Laith Khalaf, Senior Analyst at Hargreaves Lansdown comments: ‘Global stock markets have taken a Brexit hit, with European markets actually falling more than the Footsie. Safe haven assets have soared as investors sought security, with gold rising 5% and UK bond yields plunging to historic lows.On the stock market, banks and housebuilders have been hit particularly hard this morning as markets try to factor in the Brexit effect on the UK economy.Sterling has fallen to its lowest level for over 30 years , which will mean holidaymakers heading abroad in the coming weeks will have to dig extra deep to buy foreign currency.Investors should carefully consider their plans and avoid a knee-jerk reaction. The coming days are likely to be choppy on the stock market as it digests the ramifications of Brexit, and further falls are possible.However markets will bounce back at some point, and investors who switch to cash risk buying back into the market at a higher level, and ending up in a worse position than if they had just stayed put.’

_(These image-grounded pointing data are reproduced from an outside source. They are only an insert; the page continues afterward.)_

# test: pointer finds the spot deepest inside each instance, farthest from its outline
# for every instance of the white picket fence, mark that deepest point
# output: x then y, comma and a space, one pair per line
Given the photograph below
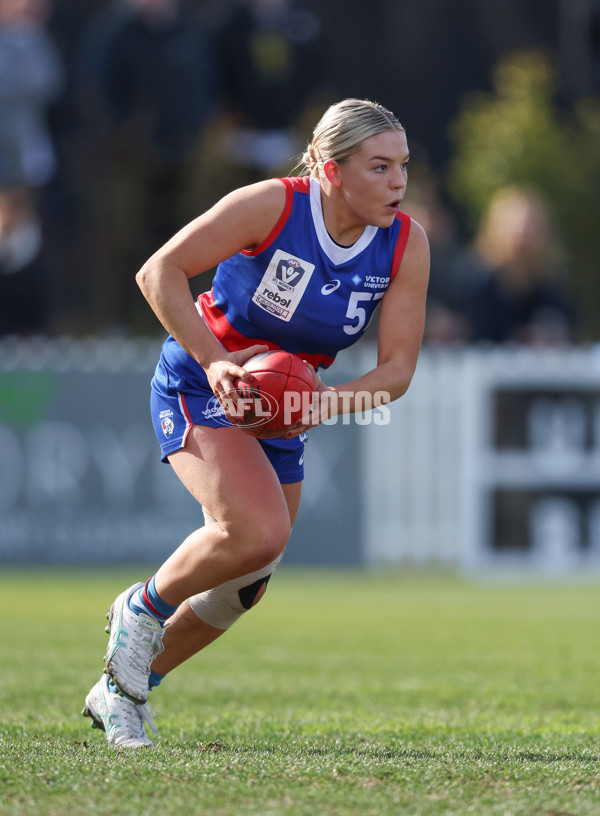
491, 459
431, 476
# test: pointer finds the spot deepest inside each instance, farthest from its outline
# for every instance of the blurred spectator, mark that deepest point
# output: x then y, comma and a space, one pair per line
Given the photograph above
145, 91
517, 293
271, 61
445, 324
23, 284
31, 77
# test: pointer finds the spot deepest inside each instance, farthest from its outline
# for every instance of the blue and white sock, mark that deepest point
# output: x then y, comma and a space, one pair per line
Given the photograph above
148, 601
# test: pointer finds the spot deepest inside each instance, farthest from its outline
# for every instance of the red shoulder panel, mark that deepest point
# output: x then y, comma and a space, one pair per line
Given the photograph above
400, 243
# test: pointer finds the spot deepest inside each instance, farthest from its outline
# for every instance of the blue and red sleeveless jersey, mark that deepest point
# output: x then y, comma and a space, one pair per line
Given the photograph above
299, 290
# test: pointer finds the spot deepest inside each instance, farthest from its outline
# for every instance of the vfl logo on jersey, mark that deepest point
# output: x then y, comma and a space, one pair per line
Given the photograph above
289, 274
283, 285
166, 422
330, 287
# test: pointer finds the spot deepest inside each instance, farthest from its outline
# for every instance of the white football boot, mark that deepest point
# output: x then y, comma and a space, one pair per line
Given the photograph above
135, 640
123, 721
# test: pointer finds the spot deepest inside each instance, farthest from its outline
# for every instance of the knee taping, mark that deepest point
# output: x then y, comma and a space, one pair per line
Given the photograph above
222, 606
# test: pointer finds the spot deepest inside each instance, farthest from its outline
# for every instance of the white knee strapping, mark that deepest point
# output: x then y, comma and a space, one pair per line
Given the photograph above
221, 607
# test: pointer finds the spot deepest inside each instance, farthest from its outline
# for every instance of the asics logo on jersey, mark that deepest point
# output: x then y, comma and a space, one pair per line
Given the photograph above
330, 287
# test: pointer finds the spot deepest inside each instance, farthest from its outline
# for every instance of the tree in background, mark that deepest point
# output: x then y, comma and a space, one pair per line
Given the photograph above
517, 134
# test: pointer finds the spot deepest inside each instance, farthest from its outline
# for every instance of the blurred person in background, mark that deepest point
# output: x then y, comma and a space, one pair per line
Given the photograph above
144, 92
516, 290
271, 60
23, 279
445, 324
31, 78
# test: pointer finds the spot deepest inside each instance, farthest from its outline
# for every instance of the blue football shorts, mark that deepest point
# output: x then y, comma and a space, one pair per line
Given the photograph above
175, 410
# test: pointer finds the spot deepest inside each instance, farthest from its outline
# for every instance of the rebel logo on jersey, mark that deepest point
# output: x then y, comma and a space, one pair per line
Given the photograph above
289, 273
286, 274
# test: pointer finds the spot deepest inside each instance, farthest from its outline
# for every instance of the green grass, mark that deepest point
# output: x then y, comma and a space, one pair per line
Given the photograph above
342, 694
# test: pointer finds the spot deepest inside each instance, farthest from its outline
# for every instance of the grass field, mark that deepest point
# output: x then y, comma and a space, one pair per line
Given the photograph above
343, 694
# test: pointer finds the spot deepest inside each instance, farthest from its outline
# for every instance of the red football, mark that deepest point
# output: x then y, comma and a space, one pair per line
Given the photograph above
279, 395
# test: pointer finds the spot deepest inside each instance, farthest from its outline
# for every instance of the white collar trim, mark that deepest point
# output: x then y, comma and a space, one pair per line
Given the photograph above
336, 253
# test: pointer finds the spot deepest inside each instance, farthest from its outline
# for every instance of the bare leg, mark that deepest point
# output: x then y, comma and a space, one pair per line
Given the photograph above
185, 633
229, 474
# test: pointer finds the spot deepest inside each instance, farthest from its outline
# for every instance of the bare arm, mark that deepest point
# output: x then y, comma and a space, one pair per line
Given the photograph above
241, 220
401, 326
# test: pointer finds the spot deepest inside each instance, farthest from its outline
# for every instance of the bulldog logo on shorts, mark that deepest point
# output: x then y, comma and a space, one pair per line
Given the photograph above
166, 422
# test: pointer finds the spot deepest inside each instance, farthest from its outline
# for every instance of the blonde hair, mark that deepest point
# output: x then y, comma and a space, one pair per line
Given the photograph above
342, 129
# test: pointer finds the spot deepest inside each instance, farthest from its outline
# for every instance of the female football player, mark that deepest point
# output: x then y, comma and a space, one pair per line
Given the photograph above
302, 264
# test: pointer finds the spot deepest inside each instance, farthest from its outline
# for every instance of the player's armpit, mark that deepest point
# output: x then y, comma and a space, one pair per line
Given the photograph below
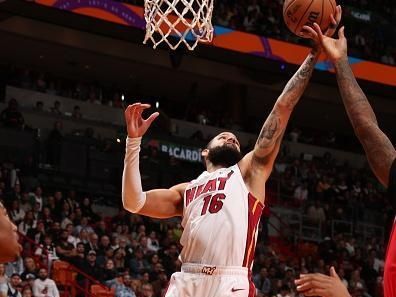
164, 203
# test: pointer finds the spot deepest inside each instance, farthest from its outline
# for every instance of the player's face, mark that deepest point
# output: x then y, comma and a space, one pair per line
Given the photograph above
225, 139
10, 249
223, 150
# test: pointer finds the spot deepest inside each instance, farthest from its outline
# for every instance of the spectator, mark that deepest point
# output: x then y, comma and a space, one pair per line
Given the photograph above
44, 286
27, 224
16, 213
91, 268
56, 109
54, 143
11, 116
262, 282
109, 271
147, 290
39, 106
13, 286
27, 292
92, 244
3, 276
77, 112
64, 249
30, 268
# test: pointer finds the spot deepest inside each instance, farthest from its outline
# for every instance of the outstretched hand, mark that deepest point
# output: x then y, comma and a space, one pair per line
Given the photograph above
317, 284
334, 22
136, 125
335, 49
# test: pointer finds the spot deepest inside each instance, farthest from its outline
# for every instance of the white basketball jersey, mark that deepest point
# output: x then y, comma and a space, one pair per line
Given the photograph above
220, 220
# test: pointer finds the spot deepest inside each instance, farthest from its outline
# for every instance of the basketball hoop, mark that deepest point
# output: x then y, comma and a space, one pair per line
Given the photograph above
177, 22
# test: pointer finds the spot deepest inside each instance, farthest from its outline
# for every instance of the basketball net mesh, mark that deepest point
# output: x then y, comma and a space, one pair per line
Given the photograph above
178, 22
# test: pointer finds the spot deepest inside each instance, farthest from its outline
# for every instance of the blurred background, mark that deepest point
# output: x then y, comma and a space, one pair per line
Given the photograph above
69, 68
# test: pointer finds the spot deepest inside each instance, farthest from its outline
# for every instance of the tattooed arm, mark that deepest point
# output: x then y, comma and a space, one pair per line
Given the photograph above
269, 139
379, 150
257, 165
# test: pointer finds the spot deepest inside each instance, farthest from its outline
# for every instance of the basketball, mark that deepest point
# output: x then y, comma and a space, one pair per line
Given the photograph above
299, 13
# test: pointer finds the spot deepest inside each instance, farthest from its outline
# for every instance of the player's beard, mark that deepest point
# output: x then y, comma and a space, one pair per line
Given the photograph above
225, 155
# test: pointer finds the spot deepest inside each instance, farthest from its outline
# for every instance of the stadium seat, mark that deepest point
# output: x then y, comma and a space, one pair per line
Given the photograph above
100, 291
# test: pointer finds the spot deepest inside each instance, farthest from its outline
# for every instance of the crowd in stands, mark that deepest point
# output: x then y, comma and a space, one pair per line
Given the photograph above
136, 255
370, 26
29, 79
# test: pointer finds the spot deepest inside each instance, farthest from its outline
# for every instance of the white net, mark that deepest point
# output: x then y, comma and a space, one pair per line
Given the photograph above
177, 22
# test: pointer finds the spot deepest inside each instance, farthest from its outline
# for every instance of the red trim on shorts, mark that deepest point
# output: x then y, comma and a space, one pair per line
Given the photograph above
390, 265
167, 288
252, 287
255, 209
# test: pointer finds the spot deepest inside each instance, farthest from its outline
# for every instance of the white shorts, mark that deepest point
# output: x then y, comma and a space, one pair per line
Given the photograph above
197, 280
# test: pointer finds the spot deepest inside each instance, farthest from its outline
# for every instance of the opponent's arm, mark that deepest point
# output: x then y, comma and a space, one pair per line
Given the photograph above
160, 203
268, 142
379, 150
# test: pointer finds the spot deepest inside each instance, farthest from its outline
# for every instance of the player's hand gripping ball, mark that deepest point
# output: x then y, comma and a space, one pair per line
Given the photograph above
299, 13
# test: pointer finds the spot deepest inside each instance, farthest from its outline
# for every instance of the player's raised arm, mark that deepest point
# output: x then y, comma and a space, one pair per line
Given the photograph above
379, 150
160, 203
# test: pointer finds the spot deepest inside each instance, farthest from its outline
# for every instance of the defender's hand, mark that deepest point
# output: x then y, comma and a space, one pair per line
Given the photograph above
336, 49
136, 125
317, 284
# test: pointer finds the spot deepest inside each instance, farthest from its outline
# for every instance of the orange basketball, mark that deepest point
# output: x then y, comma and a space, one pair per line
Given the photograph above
298, 13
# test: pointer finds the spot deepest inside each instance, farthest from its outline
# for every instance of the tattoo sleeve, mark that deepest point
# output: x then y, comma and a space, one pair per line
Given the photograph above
276, 122
379, 150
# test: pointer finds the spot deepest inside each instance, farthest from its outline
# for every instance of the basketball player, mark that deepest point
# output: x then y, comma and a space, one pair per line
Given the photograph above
9, 246
222, 207
379, 150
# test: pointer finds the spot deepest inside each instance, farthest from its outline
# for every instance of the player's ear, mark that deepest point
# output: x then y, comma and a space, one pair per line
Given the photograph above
205, 153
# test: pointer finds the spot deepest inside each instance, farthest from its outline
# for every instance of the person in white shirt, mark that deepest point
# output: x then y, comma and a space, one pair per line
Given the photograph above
43, 286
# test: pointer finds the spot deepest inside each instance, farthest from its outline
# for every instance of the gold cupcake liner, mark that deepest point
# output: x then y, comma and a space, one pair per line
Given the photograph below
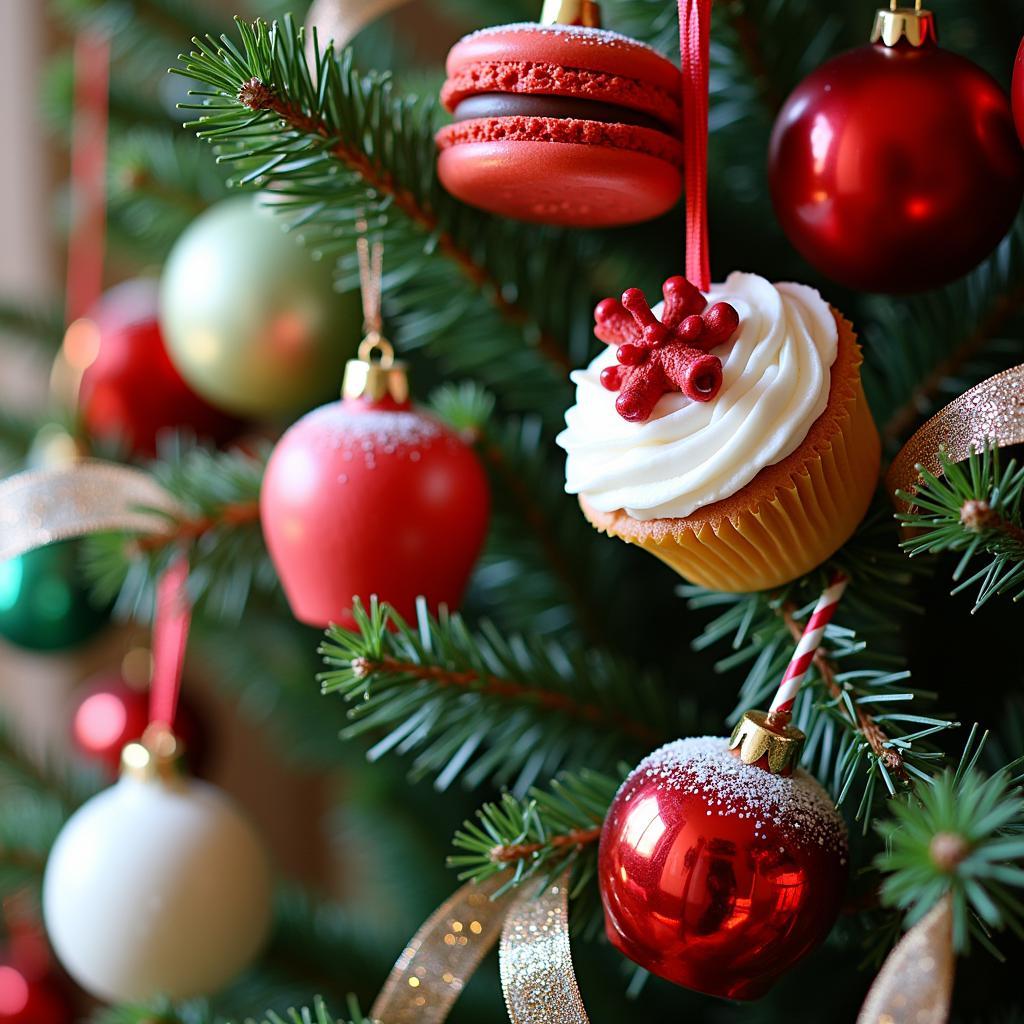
792, 517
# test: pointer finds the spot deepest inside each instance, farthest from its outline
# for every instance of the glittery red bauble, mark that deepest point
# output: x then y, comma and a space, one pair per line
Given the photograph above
1018, 91
367, 498
716, 875
896, 168
131, 391
112, 714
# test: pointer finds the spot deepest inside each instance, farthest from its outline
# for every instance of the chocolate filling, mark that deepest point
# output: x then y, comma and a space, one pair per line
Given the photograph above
502, 104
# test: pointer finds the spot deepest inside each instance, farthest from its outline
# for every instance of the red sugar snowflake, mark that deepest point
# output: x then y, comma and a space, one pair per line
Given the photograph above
671, 354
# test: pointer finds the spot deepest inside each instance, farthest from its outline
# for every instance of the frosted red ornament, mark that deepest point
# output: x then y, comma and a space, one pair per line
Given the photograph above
719, 875
372, 496
130, 390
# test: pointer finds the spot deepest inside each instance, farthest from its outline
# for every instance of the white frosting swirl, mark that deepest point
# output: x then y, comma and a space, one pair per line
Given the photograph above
776, 379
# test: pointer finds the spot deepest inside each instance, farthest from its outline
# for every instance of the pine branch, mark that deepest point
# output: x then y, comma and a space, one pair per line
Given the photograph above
540, 837
858, 748
920, 350
544, 567
976, 508
218, 529
508, 302
964, 836
480, 706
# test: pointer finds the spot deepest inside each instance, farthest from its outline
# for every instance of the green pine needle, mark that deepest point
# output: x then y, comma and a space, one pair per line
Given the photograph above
975, 508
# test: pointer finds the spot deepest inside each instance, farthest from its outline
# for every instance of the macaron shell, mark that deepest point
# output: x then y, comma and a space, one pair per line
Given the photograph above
553, 80
560, 183
592, 49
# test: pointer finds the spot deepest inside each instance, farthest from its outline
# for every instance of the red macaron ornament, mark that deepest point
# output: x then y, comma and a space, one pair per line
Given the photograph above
562, 122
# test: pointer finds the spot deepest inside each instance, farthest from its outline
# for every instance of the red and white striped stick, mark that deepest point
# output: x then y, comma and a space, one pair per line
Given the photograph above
796, 671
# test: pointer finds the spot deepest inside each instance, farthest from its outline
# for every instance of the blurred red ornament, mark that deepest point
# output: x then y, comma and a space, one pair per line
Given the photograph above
895, 167
130, 389
30, 992
371, 496
112, 714
718, 875
1018, 91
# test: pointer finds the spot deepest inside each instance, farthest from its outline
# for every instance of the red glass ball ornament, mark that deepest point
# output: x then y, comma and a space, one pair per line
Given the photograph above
896, 168
363, 498
28, 998
130, 391
717, 875
112, 714
1018, 91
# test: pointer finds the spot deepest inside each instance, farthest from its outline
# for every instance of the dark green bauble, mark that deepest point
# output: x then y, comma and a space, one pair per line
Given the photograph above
251, 320
44, 603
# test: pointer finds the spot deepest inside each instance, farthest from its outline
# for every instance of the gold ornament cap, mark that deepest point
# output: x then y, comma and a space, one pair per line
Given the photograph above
383, 377
158, 756
768, 739
912, 24
584, 12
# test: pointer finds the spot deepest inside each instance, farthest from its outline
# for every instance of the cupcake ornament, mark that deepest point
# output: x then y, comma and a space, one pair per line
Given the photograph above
561, 122
725, 431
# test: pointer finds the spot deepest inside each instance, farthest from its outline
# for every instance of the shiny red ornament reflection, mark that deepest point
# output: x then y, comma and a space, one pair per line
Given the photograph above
366, 498
1018, 91
722, 903
896, 169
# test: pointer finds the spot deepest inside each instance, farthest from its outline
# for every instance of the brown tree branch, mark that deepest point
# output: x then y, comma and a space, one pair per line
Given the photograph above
258, 96
508, 689
190, 529
863, 722
521, 851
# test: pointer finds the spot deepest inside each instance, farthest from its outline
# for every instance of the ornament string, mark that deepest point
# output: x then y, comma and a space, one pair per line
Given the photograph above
170, 637
803, 656
371, 256
694, 48
88, 173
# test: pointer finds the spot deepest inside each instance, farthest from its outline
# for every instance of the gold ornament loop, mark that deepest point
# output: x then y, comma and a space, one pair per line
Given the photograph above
376, 344
40, 507
538, 977
991, 413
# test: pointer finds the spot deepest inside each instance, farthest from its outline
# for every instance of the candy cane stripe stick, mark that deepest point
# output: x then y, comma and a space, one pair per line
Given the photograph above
810, 641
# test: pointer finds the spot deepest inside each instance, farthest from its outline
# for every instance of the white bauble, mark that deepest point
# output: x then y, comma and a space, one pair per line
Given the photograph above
157, 886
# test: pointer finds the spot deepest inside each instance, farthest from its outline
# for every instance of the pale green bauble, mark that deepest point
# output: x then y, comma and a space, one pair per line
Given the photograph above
250, 318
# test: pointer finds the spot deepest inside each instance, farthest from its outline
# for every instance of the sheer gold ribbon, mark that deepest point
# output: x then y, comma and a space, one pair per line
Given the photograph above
87, 497
915, 983
991, 413
538, 978
537, 970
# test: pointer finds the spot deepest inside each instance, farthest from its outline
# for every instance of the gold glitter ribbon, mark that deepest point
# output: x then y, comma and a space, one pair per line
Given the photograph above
991, 413
432, 970
538, 978
915, 983
86, 497
537, 970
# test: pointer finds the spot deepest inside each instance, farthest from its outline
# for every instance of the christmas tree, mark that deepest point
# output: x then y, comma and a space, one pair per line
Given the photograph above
404, 591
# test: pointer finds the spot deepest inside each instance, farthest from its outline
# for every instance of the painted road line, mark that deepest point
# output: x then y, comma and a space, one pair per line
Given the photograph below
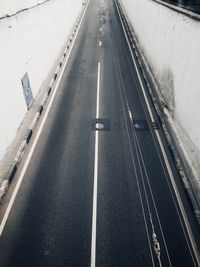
28, 159
167, 164
94, 213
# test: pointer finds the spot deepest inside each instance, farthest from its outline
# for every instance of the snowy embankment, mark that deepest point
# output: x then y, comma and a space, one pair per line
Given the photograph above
170, 42
32, 35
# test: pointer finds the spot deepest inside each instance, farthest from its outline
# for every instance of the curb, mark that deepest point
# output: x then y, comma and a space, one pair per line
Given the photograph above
160, 110
27, 137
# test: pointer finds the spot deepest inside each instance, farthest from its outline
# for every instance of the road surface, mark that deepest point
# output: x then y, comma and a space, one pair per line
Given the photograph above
99, 187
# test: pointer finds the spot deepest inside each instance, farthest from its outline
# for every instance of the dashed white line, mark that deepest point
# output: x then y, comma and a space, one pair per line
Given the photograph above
94, 214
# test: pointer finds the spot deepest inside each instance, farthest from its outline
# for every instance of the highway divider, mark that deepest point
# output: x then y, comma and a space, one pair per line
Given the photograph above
174, 143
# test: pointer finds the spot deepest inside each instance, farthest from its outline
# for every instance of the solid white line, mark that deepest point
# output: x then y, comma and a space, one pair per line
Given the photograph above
94, 213
167, 164
11, 202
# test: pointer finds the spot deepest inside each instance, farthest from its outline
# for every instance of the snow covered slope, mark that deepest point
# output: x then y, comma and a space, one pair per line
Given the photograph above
30, 42
170, 42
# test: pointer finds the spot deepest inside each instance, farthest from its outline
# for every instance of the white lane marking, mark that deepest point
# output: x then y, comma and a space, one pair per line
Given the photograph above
11, 202
187, 225
119, 77
94, 214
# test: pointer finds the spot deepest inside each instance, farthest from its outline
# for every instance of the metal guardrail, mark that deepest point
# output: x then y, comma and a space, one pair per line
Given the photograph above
191, 5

Bank of England governor Mark Carney said this morning that: "Some market and economic volatility can be expected as this process unfold. But we are well prepared for this. The Treasury and the Bank of England have engaged in extensive contingency planning and the Chancellor and I have been in close contact, including through the night and this morning.

"The Bank will not hesitate to take additional measures as required as markets adjust and the UK economy moves forward."

As the Article 50 two-year deadline approaches following the referendum results, David Cameron will be put under pressure to "steady the ship" over the coming weeks. Remain campaigners believe that it is possible that the Brexit could result in reverting to trading with the EU under World Trade Organization rules, which would involve exporters being hit by import taxes or tariffs.

After all 32 local authority areas in Scotland returned majorities for Remain, Scotland's First Minister Nicola Sturgeon has said that the referendum results make it “clear that the people of Scotland see their future as part of the European Union".

Germany's foreign minister Frank Walter Steinmeier commented that today is "a sad day for Europe and Great Britain".